Et puisqu’on parle de représentation, soulignons autre chose à propos de Salle n°8, que peut-être vous aurez remarqué lorsqu’on parlait de son monologue introductif : il y a des personnages racisés dans cette série médicale. Eh oui, n’en déplaise aux révisionnistes imbéciles qui prétendent le contraire, il y avait des noires en France dans les années 60, et des actrices noires aussi. Salle n°8 compte un personnage majeur, Mamadou (incarné par l’imposant Serge Nubret), parmi le personnel de la salle, qui d’ailleurs dans le deuxième épisode va être la première personne à accueillir Anne et Serge dans la fameuse salle 8. C’est pas un spoiler si vous n’étiez pas née quand l’épisode a été diffusé. Une dizaine d’épisodes de la série présenteront aussi, plus tard, l’infirmière Malou (interprétée par l’actrice américaine Marpessa Dawn), qui apparemment va même être un enjeu amoureux pour Serge si j’en crois la description qu’en fait l’INA.
Certes les deux personnages occupent des fonctions subalternes, mais c’est quand même intéressant. En 1967, sur l’ORTF, il se trouvait donc au moins une série française pour présenter quotidiennement (ou presque) des noires à la télévision, et même pour mettre en scène une potentielle romance interraciale. C’est plus que ce que je ne peux dire de certaines chaînes françaises aujourd’hui.

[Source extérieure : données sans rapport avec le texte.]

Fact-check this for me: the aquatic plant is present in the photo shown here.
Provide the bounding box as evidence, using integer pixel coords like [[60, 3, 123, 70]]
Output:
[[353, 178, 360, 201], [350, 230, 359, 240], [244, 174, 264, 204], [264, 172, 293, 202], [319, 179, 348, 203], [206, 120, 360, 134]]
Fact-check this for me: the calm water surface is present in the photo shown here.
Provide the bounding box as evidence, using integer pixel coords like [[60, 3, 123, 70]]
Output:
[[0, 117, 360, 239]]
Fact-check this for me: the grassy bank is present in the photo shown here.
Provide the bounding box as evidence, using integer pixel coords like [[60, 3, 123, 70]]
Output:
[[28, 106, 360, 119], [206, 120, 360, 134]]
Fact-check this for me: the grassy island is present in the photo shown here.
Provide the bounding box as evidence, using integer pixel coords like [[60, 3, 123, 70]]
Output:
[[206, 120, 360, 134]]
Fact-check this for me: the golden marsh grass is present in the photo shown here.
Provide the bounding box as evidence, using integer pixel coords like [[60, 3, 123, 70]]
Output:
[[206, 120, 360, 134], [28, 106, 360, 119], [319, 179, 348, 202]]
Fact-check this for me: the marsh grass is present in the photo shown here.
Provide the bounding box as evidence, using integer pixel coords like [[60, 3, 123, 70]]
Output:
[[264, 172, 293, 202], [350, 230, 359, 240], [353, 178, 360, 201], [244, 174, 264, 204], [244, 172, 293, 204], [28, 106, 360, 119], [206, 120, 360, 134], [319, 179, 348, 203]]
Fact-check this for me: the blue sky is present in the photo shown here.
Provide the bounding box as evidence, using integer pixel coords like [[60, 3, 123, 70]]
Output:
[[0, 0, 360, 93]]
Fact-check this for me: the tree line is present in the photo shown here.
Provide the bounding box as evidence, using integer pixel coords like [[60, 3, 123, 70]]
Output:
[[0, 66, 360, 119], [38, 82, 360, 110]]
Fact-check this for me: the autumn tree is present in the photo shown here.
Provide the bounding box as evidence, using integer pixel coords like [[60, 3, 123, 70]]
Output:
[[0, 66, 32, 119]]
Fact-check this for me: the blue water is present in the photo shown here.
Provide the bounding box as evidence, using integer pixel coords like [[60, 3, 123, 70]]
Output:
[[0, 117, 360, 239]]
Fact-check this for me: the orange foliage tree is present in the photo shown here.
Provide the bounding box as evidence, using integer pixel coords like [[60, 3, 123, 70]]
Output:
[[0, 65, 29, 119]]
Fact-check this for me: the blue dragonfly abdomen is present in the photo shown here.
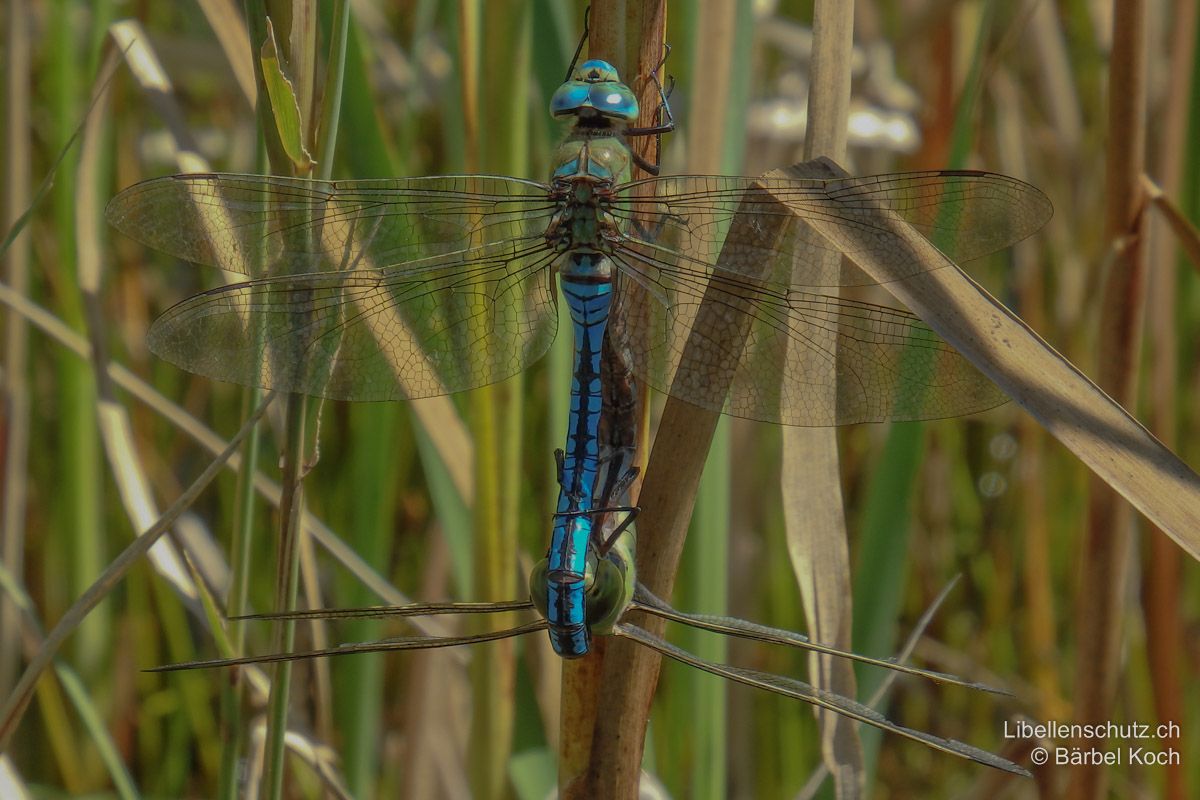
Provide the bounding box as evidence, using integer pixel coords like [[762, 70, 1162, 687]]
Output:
[[108, 61, 1051, 655]]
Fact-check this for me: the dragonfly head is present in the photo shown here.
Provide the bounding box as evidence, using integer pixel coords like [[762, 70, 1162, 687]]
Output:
[[529, 542, 634, 658], [550, 59, 637, 122]]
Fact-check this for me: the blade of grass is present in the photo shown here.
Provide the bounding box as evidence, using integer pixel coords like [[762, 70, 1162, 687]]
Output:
[[0, 565, 140, 800], [1141, 6, 1200, 800], [246, 0, 324, 800], [460, 0, 530, 798], [1067, 0, 1147, 800], [0, 0, 32, 696], [0, 395, 274, 752], [48, 0, 110, 674]]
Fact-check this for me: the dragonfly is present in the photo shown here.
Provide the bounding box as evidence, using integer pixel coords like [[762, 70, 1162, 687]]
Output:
[[149, 462, 1030, 776], [107, 54, 1051, 657]]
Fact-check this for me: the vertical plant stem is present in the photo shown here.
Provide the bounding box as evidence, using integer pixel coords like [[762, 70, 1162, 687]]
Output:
[[1068, 0, 1146, 800], [48, 0, 109, 675], [676, 2, 752, 799], [0, 0, 32, 697], [462, 0, 530, 798], [247, 0, 324, 800], [563, 2, 696, 798], [781, 0, 865, 798], [1141, 0, 1200, 800]]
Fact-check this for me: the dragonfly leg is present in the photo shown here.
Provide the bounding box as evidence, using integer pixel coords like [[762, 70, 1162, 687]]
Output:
[[625, 44, 676, 137], [554, 447, 566, 492], [563, 6, 592, 83], [596, 506, 642, 555]]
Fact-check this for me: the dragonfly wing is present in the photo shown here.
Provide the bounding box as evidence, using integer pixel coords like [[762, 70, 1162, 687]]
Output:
[[612, 170, 1054, 287], [106, 174, 554, 278], [613, 243, 1007, 426], [148, 236, 557, 401]]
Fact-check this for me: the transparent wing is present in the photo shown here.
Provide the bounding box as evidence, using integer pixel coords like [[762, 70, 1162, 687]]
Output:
[[106, 174, 554, 278], [612, 170, 1054, 287], [614, 248, 1007, 426], [148, 235, 557, 401], [614, 173, 1050, 426], [613, 622, 1030, 776]]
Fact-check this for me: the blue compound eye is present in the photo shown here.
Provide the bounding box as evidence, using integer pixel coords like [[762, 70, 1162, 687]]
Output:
[[550, 71, 637, 122], [571, 59, 620, 83], [589, 82, 637, 122], [550, 80, 592, 116]]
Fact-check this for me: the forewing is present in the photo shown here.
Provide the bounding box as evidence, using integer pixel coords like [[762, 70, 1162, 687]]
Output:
[[616, 247, 1007, 426], [107, 174, 554, 278], [149, 236, 557, 401], [612, 170, 1052, 287]]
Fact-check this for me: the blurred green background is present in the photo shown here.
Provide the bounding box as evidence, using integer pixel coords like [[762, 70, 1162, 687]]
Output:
[[0, 0, 1200, 799]]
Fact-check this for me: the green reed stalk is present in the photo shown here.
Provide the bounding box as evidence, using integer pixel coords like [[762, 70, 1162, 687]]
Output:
[[246, 0, 333, 800], [853, 4, 995, 783], [48, 0, 112, 674], [460, 0, 530, 798]]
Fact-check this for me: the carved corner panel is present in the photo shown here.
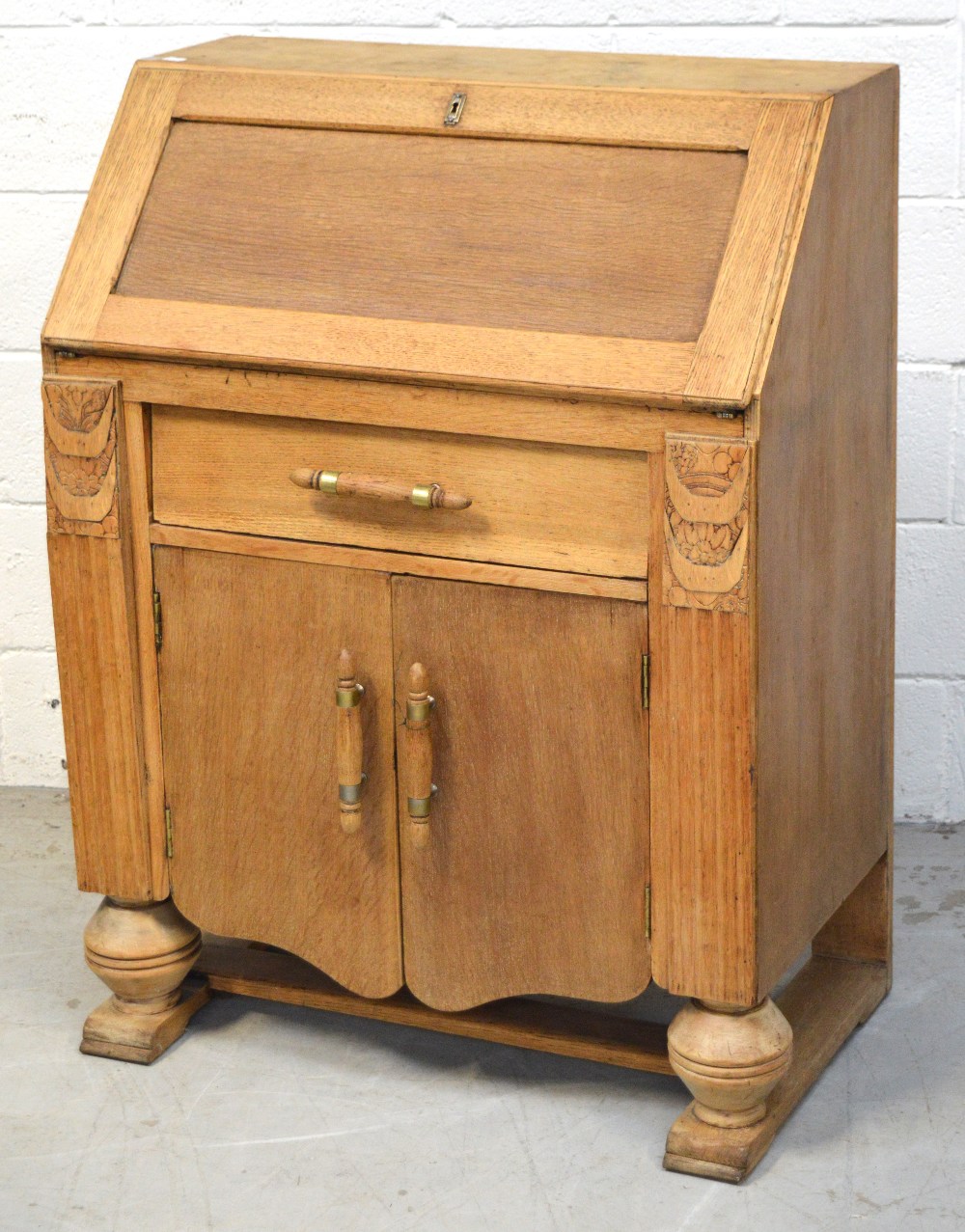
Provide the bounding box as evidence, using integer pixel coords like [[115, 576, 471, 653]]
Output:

Enième preuve qu’on peut faire beaucoup de choses même avec un petit format, donc, Salle n°8 est certes plutôt désuète aujourd’hui (Serge est forceur pas possible alors qu’il est supposé être charmant… nos aînées ont vraiment eu du mérite de pas tout cramer) mais elle a aussi une approche nettement plus progressiste que la moyenne. Cependant, on fait peu de médecine dans ce premier épisode, cependant (on n’a même pas encore pénétré la salle qui donne son nom à la série !), et je suis un peu restée sur ma faim, aussi je pense que je vais encore regarder quelques épisodes pour confirmer ma première impression…
Oh ! Merci pour l’article ! On manque vraiment de connaissances de culture générale sur la télé du passé. Et puis 1967, c’est aussi tôt, mes grands-parents n’en ont eu une que quelques années après.